Mais cette démonstration de force s’inscrit dans un contexte régional déjà saturé de tensions. En Israël, la journée de lundi a été marquée par une série d’événements qui trahissent une instabilité profonde. Au tribunal de district de Tel-Aviv, les audiences très attendues du procès pour corruption de Benjamin Netanyahou ont été annulées à la dernière minute. La Netanyahou annulation témoignage, demandée par ses avocats pour des raisons « diplomatiques et sécuritaires », a été accordée par les juges. Ce n’est pas la première fois que le Premier ministre israélien se dérobe à la barre en invoquant de tels motifs ; le procès, qui fragilise sa coalition, reste suspendu à l’évolution du climat sécuritaire intérieur et extérieur.

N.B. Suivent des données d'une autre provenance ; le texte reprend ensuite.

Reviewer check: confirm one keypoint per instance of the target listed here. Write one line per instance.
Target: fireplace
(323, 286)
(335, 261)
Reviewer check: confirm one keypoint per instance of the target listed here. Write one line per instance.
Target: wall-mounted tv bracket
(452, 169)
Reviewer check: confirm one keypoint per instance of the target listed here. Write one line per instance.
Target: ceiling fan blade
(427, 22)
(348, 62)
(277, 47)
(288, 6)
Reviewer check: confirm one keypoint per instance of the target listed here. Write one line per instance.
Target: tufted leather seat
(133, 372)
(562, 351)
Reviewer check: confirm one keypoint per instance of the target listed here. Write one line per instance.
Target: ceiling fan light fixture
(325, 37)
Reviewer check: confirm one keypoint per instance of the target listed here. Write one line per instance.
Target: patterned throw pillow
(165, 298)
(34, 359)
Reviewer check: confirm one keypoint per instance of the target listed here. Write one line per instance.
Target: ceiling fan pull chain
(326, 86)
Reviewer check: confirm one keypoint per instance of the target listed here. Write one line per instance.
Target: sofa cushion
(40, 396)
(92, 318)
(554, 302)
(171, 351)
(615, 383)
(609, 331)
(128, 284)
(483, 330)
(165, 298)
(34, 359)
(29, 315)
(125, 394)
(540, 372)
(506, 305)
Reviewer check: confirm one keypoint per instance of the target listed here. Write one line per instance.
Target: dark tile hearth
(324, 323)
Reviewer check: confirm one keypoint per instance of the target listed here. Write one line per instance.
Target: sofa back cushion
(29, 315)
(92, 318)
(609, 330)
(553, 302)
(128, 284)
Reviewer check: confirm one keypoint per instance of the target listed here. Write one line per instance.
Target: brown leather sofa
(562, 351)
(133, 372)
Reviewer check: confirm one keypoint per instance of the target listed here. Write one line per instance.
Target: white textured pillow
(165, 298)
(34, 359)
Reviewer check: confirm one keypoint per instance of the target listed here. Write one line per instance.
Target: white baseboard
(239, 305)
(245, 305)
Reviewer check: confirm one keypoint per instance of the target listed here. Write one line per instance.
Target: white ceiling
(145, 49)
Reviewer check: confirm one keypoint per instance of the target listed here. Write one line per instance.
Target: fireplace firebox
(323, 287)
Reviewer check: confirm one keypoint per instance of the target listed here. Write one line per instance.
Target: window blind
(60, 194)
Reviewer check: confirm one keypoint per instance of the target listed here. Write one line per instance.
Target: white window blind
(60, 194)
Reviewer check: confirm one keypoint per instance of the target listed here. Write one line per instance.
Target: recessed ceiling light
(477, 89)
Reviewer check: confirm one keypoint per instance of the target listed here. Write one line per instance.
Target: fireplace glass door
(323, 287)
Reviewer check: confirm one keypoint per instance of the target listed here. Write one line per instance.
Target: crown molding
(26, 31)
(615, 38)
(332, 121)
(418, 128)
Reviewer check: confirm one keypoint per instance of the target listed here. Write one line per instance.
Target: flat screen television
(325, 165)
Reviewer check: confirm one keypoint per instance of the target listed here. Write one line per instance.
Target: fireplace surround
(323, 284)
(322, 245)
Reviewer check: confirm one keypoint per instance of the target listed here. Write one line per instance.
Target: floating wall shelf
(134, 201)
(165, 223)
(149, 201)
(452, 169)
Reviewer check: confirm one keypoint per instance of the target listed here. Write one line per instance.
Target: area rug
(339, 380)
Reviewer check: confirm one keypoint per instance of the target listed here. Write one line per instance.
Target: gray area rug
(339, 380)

Ce climat, justement, est assombri par une flambée de violences sur plusieurs fronts. Dans le nord d’Israël, la tentative assassinat maire arabe Suheil Milhem, chef du conseil local de Jadeidi-Makr, a failli tourner au drame. L’élu et son adjoint ont été criblés de balles ; grièvement blessé, le maire a été évacué en urgence vers l’hôpital de Nahariya. Les auteurs sont en fuite, et la police parle d’une probable tentative d’assassinat ciblé. Comment expliquer une telle attaque en pleine rue ? La criminalité au sein de la minorité arabe israélienne ne cesse d’augmenter, alimentée par un sentiment d’abandon des autorités. Ce nouvel épisode sanglant relance le débat sur l’incapacité de l’État à protéger tous ses citoyens.

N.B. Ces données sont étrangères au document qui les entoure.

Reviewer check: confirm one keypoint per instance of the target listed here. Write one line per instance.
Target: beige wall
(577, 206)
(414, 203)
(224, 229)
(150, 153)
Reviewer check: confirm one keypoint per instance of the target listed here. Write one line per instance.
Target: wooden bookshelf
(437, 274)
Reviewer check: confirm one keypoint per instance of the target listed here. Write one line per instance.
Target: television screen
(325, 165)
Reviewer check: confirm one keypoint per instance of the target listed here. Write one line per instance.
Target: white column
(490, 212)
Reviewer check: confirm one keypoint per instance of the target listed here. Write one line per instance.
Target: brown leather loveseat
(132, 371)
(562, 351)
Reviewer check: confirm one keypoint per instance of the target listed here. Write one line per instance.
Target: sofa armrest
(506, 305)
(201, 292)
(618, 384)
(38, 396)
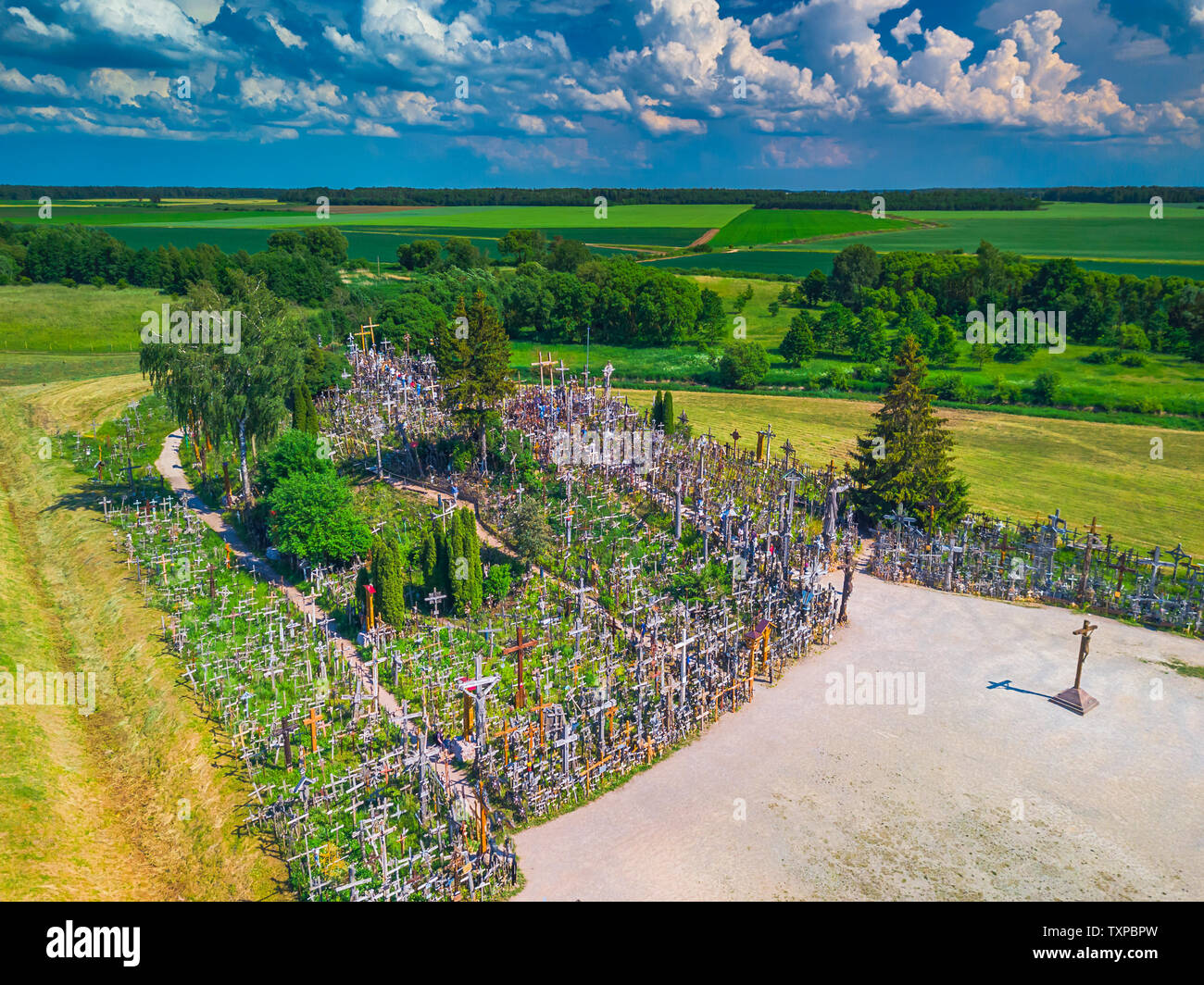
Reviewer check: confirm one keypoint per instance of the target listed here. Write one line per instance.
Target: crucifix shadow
(1007, 685)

Au sud d’Hébron, en Cisjordanie, les arrestations incendie Hébron liées à l’incendie criminel d’une structure dans le village de Khirbet Wadi al-Rahim montrent que la violence des colons reste un foyer de tensions. La police israélienne a arrêté deux suspects dans la nuit, tout en poursuivant une enquête que beaucoup jugent trop lente face à la multiplication des actes de vandalisme. Les habitants palestiniens dénoncent une impunité quasi-systématique, et chaque incendie attise la colère dans les territoires occupés.

Plus au nord, un incident rare a mis en lumière la porosité des frontières : le franchissement frontière syrienne par dix civils israéliens a été qualifié de « grave infraction » par Tsahal. Interceptés par des soldats puis remis à la police, ces individus ont traversé la ligne de désengagement sur le plateau du Golan, une zone sous haute surveillance depuis la chute d’Assad et l’instabilité persistante en Syrie. L’armée y voit une mise en danger des forces déployées et des civils eux-mêmes, rappelant que les tentatives d’infiltration, même involontaires, peuvent déclencher des ripostes meurtrières.

Tous ces faits, dispersés sur la carte, dessinent un Moyen-Orient sous pression, où les braises d’un conflit avec l’Iran menacent d’embraser une poudrière régionale. Alors que le Trump Iran ultimatum fait planer le spectre d’une guerre ouverte, les fragilités internes d’Israël — du procès Netanyahou annulation témoignage à la tentative assassinat maire arabe, en passant par les arrestations incendie Hébron et le franchissement frontière syrienne — rappellent que la stabilité de la région ne tient qu’à un fil. Jusqu’où Washington est-elle prête à aller ? Et surtout, Téhéran pliera-t-elle sous la menace, ou répondra-t-elle par la surenchère ? Le compte à rebours est peut-être déjà enclenché.